Security at deprec8

Data in Transit

All data transmitted between your browser and our servers is encrypted using TLS 1.3, the latest and most secure transport layer security protocol.

Data at Rest

All sensitive data stored in our databases is encrypted at rest using AES-256 encryption. Database backups are also encrypted using the same standard.

Hosting

deprec8 is hosted on Amazon Web Services (AWS) in the eu-west-1 region. AWS maintains extensive compliance certifications including SOC 2, ISO 27001, and GDPR.

Protection

We use AWS CloudFront for DDoS protection and AWS WAF (Web Application Firewall) to protect against common web exploits and malicious traffic.

Monitoring

Our infrastructure is continuously monitored for security threats, performance issues, and anomalous behavior. We maintain 24/7 alerting for critical security events.

Authentication

User passwords are hashed using industry-standard bcrypt with per-user salts. We support strong password requirements and never store passwords in plain text.

Role-Based Permissions

Professional accounts use role-based access control (RBAC) to ensure users only have access to the resources they need. Administrators can assign granular permissions to team members.

Single Sign-On

SSO via SAML 2.0 is on our roadmap, which will allow you to integrate deprec8 with your existing identity provider for centralised access management.

GDPR Compliance

We are fully compliant with the EU General Data Protection Regulation (GDPR). Users have the right to access, correct, delete, or export their personal data at any time.

Data Retention

We retain user data only as long as necessary to provide our services. Account data is permanently deleted within 30 days of account closure, except where retention is required by law.

Right to Deletion

Users can request complete deletion of their account and associated data at any time through account settings or by contacting support@deprec8.io.

Data Sharing

We do not sell, rent, or share your personal information with third parties for marketing purposes. We only share data with service providers necessary to operate the platform, under strict confidentiality agreements.

Security Audits

We conduct regular security audits of our codebase and infrastructure.

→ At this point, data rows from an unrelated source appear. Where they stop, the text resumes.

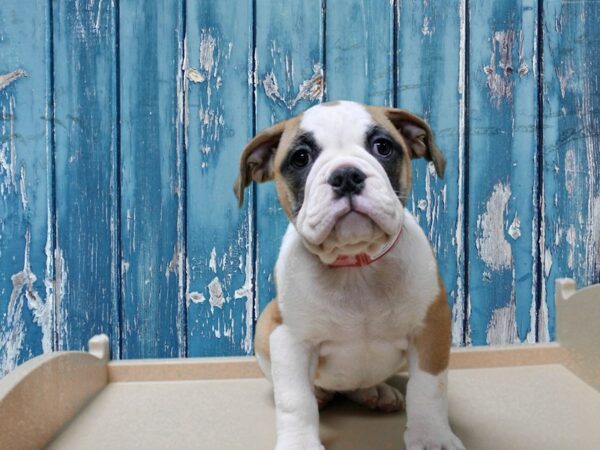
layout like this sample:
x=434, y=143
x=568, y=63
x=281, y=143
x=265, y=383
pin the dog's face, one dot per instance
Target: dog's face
x=342, y=171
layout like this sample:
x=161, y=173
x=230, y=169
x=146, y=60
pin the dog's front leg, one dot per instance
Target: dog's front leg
x=427, y=424
x=292, y=370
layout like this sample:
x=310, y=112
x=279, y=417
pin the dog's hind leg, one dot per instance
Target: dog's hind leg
x=382, y=397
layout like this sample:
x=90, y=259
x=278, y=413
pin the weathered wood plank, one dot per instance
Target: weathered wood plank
x=151, y=55
x=289, y=59
x=26, y=229
x=360, y=63
x=219, y=115
x=502, y=217
x=571, y=191
x=87, y=266
x=431, y=83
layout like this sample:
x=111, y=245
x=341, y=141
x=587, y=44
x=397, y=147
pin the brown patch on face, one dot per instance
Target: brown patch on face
x=268, y=320
x=283, y=192
x=434, y=339
x=404, y=170
x=258, y=158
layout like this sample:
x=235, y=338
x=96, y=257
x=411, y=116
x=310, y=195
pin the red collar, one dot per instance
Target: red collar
x=363, y=259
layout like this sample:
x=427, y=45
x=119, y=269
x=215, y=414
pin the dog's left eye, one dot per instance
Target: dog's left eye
x=382, y=147
x=301, y=158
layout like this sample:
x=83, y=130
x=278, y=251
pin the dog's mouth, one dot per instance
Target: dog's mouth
x=355, y=229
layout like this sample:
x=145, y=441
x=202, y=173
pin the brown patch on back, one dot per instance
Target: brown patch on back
x=434, y=339
x=269, y=319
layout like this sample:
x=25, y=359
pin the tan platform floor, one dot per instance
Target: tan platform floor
x=531, y=407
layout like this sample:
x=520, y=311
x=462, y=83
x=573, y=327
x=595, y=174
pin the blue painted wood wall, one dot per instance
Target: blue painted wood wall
x=120, y=129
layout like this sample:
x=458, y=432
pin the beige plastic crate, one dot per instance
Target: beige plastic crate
x=521, y=397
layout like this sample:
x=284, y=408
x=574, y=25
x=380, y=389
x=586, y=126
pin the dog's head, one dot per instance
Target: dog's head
x=342, y=171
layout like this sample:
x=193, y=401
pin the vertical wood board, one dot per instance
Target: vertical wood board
x=431, y=84
x=502, y=172
x=85, y=130
x=26, y=229
x=151, y=59
x=219, y=112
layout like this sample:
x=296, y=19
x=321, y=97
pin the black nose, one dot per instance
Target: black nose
x=347, y=181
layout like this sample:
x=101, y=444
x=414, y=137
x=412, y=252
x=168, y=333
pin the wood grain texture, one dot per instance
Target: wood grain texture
x=26, y=228
x=151, y=55
x=219, y=118
x=571, y=152
x=502, y=155
x=289, y=76
x=354, y=70
x=431, y=83
x=84, y=37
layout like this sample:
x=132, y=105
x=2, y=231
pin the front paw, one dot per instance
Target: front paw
x=428, y=436
x=297, y=442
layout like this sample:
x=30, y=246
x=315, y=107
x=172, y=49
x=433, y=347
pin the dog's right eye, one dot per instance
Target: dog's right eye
x=300, y=158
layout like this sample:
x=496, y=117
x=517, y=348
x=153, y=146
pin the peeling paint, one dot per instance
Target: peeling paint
x=174, y=264
x=425, y=28
x=515, y=228
x=8, y=153
x=61, y=275
x=195, y=76
x=565, y=75
x=460, y=308
x=212, y=264
x=502, y=328
x=571, y=238
x=500, y=84
x=311, y=89
x=570, y=171
x=216, y=299
x=13, y=332
x=195, y=297
x=491, y=244
x=7, y=78
x=246, y=290
x=207, y=51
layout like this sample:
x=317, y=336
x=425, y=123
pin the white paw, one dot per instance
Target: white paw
x=431, y=436
x=298, y=443
x=382, y=397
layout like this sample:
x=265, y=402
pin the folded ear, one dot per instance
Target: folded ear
x=419, y=137
x=256, y=162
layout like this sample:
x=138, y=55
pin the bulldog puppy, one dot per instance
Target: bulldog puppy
x=358, y=290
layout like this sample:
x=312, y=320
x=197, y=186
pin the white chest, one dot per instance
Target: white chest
x=359, y=321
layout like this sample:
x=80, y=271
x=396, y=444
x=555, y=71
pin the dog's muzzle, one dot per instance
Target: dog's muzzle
x=349, y=208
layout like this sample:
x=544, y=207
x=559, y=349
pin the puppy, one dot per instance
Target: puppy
x=358, y=290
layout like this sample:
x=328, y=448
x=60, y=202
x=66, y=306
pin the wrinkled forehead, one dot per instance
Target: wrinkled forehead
x=337, y=124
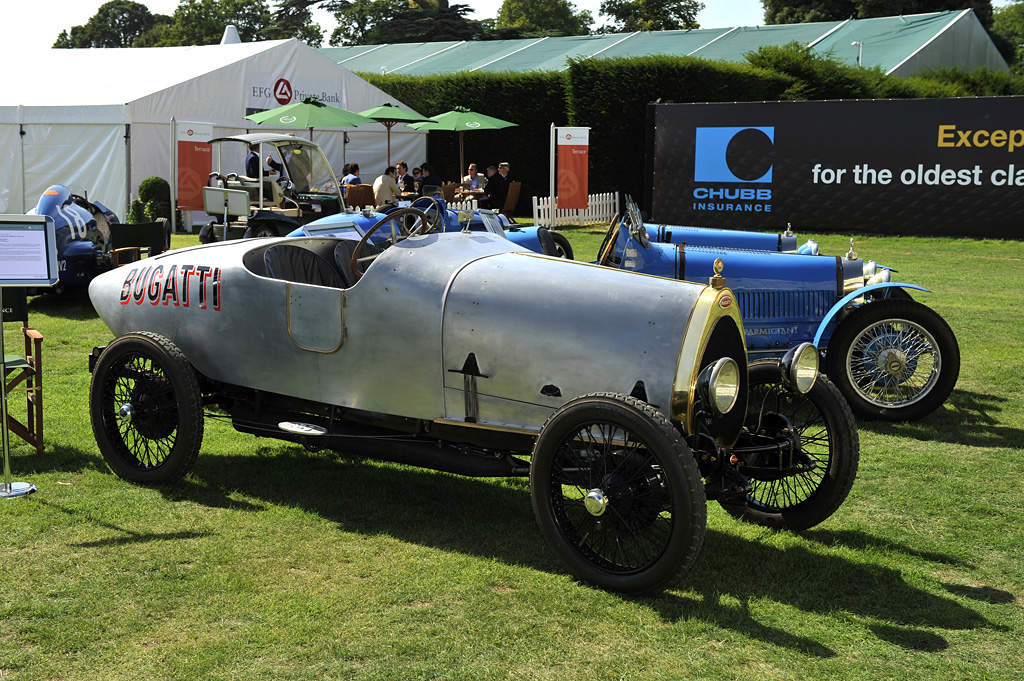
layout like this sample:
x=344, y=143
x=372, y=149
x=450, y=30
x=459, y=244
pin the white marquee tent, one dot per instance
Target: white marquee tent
x=99, y=119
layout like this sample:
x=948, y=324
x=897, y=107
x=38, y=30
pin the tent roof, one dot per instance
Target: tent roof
x=891, y=43
x=115, y=76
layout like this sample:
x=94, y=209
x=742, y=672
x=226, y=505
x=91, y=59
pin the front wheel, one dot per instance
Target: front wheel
x=617, y=495
x=894, y=359
x=562, y=246
x=797, y=490
x=146, y=409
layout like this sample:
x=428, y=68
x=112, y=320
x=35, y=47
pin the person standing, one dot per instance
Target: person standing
x=498, y=187
x=407, y=183
x=474, y=180
x=386, y=187
x=429, y=178
x=352, y=177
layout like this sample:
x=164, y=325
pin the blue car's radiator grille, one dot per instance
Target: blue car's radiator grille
x=784, y=304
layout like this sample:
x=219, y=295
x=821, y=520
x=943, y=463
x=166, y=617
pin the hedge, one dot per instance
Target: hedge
x=611, y=95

Third-party penetration testing is performed annually by independent security firms.

Vulnerability Management

We maintain an active vulnerability management program, monitoring for security vulnerabilities in our dependencies and addressing them promptly.

Compliance Certifications

We are actively pursuing SOC 2 Type II certification. Our infrastructure provider (AWS) maintains ISO 27001, PCI DSS, and other relevant certifications.

Security Incident Process

We maintain a formal incident response plan for security events. Our team is trained to quickly identify, contain, and remediate security incidents.

Notification

In the event of a security breach that affects user data, we will notify affected users within 72 hours and provide details about the incident, impact, and remediation steps.

Transparency

We believe in transparent communication about security. When incidents occur, we publish post-mortem reports detailing what happened, why, and what we're doing to prevent recurrence.